One schoolboy in the village where I live made a bazooka that fired a missile 300 yards. He’s now studying robotics and weapon design. Luckily he hasn’t heard of the Daleks (“ex-ter-min-ate!”) or he would have a one-stop destination for his twin talents. But he isn’t coming back. His best friend isn’t so bright, and stayed at home as an apprentice electrician. Win one, lose one.

It’s glib to say “the soul goes out of the village” but, haemorrhage or brain drain, it’s true nonetheless. In the past two years, three of the five school-leavers have gone to university, with little prospect of their returning except on family visits. Not much call for robotics round here.

One of this year’s leavers, Barbara, wants to study cosmetics with a view to working in the film industry; bye, Barbara. Another gone.

That leaves two young men – and no girls – in a village that once boasted two schools (none now) and over 10 kafeneions (two remain).

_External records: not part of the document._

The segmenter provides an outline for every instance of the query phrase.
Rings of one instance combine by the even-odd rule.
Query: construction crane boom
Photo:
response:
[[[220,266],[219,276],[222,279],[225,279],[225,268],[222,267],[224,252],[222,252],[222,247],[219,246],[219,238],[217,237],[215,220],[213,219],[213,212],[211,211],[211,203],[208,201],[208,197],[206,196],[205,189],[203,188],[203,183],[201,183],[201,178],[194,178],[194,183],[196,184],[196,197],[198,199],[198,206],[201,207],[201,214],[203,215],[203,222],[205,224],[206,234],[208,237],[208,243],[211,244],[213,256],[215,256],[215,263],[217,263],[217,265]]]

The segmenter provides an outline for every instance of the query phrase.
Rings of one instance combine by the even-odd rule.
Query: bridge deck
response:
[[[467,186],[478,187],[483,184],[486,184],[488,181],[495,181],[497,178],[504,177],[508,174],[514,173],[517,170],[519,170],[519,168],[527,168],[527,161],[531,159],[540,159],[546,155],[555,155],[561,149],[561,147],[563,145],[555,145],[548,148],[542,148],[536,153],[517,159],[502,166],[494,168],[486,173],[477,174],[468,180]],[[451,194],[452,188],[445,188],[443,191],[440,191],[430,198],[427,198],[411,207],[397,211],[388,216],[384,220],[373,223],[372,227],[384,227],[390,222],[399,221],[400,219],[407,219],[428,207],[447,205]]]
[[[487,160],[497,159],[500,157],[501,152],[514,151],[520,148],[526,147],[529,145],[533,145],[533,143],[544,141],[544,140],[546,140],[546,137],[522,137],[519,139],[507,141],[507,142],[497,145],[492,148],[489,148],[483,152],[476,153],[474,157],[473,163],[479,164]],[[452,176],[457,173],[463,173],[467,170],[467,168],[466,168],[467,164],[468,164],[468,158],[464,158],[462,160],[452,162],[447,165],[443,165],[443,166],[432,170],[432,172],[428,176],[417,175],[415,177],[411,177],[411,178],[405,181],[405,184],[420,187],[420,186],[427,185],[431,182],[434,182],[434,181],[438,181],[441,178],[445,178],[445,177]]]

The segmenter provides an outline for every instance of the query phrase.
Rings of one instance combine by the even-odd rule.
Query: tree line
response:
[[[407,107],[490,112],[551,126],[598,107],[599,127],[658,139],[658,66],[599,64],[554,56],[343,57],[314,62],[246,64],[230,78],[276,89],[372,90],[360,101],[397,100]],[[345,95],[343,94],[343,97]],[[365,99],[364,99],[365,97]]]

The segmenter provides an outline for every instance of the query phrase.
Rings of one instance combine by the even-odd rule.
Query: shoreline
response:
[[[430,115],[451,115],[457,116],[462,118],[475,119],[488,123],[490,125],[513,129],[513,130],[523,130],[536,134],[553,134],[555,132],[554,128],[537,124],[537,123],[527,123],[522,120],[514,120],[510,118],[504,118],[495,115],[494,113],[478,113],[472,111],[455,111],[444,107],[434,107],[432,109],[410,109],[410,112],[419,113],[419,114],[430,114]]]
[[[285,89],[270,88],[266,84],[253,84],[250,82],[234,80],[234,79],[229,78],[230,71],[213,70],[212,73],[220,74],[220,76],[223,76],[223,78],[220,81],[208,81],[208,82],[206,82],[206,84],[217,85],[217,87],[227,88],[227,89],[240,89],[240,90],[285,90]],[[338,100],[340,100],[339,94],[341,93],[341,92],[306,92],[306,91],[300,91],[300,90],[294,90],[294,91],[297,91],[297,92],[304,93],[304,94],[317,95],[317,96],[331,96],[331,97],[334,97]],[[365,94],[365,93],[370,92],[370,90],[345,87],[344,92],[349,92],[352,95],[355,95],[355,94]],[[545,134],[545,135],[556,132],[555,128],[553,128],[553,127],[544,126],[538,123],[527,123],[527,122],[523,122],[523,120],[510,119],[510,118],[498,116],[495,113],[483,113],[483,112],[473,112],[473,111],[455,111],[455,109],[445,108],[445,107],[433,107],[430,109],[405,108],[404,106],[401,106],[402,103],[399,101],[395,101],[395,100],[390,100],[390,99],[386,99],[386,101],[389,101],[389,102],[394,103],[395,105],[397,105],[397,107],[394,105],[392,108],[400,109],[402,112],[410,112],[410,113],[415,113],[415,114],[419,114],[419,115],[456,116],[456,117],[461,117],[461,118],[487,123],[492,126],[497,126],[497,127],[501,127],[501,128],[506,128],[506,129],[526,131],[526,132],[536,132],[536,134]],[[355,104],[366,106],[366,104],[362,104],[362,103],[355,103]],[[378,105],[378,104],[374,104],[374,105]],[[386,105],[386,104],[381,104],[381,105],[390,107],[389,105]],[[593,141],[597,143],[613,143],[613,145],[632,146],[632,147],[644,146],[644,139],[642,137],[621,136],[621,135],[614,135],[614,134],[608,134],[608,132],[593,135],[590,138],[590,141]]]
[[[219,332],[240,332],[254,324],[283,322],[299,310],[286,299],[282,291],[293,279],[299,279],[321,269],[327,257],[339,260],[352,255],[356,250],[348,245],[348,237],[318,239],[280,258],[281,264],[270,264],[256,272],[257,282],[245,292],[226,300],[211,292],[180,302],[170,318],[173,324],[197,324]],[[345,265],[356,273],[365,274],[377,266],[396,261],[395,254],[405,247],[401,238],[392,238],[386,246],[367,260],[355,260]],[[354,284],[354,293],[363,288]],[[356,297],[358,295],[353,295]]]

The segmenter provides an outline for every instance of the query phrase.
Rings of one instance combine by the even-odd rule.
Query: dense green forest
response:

I saw the same problem in Connemara, where I lived in the early 2000s. In one village, two of the pubs and both the shops closed, because the children did not want to take over their parents’ business.

One girl studied aeronautical engineering and now works for British Aerospace. Alcock and Brown’s historic landing in Clifden in 1919 didn’t encourage a local aeroplane industry. Nor did the long-defunct Marconi transatlantic signalling station stimulate any local initiative in communication technology.

Family pride and village pride lose out to the attractions of better-paid cosmopolitan life. There is no jobs market at home, and few marriage options. There are no bank loans for start-up enterprise, and family savings have long been exhausted by the imperatives of austerity. “Cottage industry” doesn’t exist.


Can you argue with “progress”? These young people are entitled to a first-generation university education and the opportunities it offers to take them away from the traditional, inward-looking, familiar world towards something new, challenging and exciting.

No one has yet devised a programme that can reconcile this legitimate demand for self-improvement with the equally legitimate need of rural society to cohere and, to use Brian Friel’s wonderful word, “resile”.

The points system in Greece is similar to that in Ireland. Out of a maximum of 20,000 points, you need 10,000 to be eligible for university, and at least 13,000 for the college and course of your choice. As in Ireland, points requirements mount in the more specialised subjects and according to availability of places in the individual colleges.

A basic BA in computing or economics may confer little job potential (I know of one civil engineer working on a supermarket checkout).This may therefore point the graduate back home to take over the family business. We have two shops and two tavernas in the village which will depend for their medium-term survival on the returning graduates.

At the end of August we will know whether this year’s two school-leavers will get places, and on what courses. And this will tell us whether or not they will be coming back. It’s nail-biting time for everyone.